We break down the top five prospects for each organization for 2010, taking into consideration: games, at-bats, innings and major-league service time. We expect these players to have rookie status remaining heading into next year.
According to MLB rules: "A player shall be considered a rookie unless, during a previous season or seasons, he has (a) exceeded 130 at-bats or 50 innings pitched in the major leagues; or (b) accumulated more than 45 days on the active roster of a major league club or clubs during the period of 25-player limit (excluding time in the military service and time on the disabled list)."
Note: Statistics are those at each stop in the minors this season and age represents how old they will be on opening day 2010.
Toronto Blue Jays
The Blue Jays are a rebuilding team that celebrated the breakthrough of sophomore Adam Lind, but they had a bad season all told and it doesn't look like there is much behind the 2009 wave of kids. They really need a four- or five-player package for Roy Halladay to stock their farm system now.
1. J.P. Arencibia, C, 24
It was a disappointing season for the slugging catcher prospect in his first full season in Triple-A, but he came on late, hitting six homers in his last 10 games. For the season, he finished at .236 with 21 homers, 75 RBI, 67 runs, a .284 batting-average against and .444 slugging percentage. His free-swinging ways make him a high-risk, high-reward option for Fantasy owners, but you have to like the power potential at the thin catcher position at least.
2. Brad Mills, SP, 25
Mills had an injury-plagued season and had to watch as a carousel of rookie pitchers start games for the Blue Jays in the second half. While he was just 2-8 in Triple-A, he did handle the hitter-friendly PCL with a 4.06 ERA and .262 batting-average against. He allowed less than a hit (83) per inning (84 1/3) and struck out 72 through 14 starts. Consider him a potential contributor to the Blue Jays' rotation in 2010, but he won't have as much of an impact 2009 rookies Ricky Romero and Marc Rzepczynski had.
3. David Cooper, 1B, 23
The first-round pick from California in 2008 didn't have a standout first full season as a pro, but he was handling Double-A much better in the second half. For the season, he finished .258-10-66-62 (.340-.389) in 473 at-bats. He likely needs to show more at that level before he can progress up the system. Consider him a long-term keeper flier still.
4. Chad Jenkins, SP, 22
You might have never heard of Kennesaw State University, but that is where the Blue Jays found their first of two No. 1 picks this past June. Jenkins struggled with his command in his 13 pro appearances (40 innings in low Class A), walking 31 batters while striking out 40. A spring training with the big club could help get him corrected and allow him to arrive quickly. We already saw a flood of young arms get quick looks in Toronto and Jenkins could be the next to debut -- albeit at the end of 2010 at best.
5. Bobby Ray, SP, 26
Ray is yet another injury-plagued Blue Jays starter. He made just five starts in the minors and four in the majors, but he showed enough to remain in the top five of this weak organization. Consider him a potential rotation contributor in 2010, but he will be a risky AL-only option initially and won't be a real difference-maker in Fantasy.
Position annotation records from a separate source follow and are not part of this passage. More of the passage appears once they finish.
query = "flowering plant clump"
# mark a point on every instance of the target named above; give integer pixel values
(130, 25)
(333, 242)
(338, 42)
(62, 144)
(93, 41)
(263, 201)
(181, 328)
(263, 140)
Best of the rest: Zachary Stewart, SP; James Paxton, SP; Justin Jackson, SS; Scott Campbell, 3B; Kevin Ahrens, 3B; Allen Farina, SP; Brian Jeroloman, C; John Tolisano, 2B; Brad Emaus, 2B; Luis Perez, SP; Eric Eiland, SP; Josh Roenicke, SP; Gustavo Pierre, SS; Mark Sobolewski, 3B; Tyler Pastornicky, SS; Andrew Liebel, SP; Danny Farquhar, SP; Trystan Magnuson, SP; Markus Brisker, SS; Balbino Fuenmayor, 1B; Eric Thames, DH; Moises Sierra, DH; Tim Collins, SP; Jake Eliopoulos, SP; Jake Barrett, SP; Jacob Marisnick, OF; Ryan Goins, SS; Ryan Schimpf, 2B; and Dirk Hayhurst, SP.
Last year's top five here: Snider, Arencibia, Cecil, Mills and Cooper.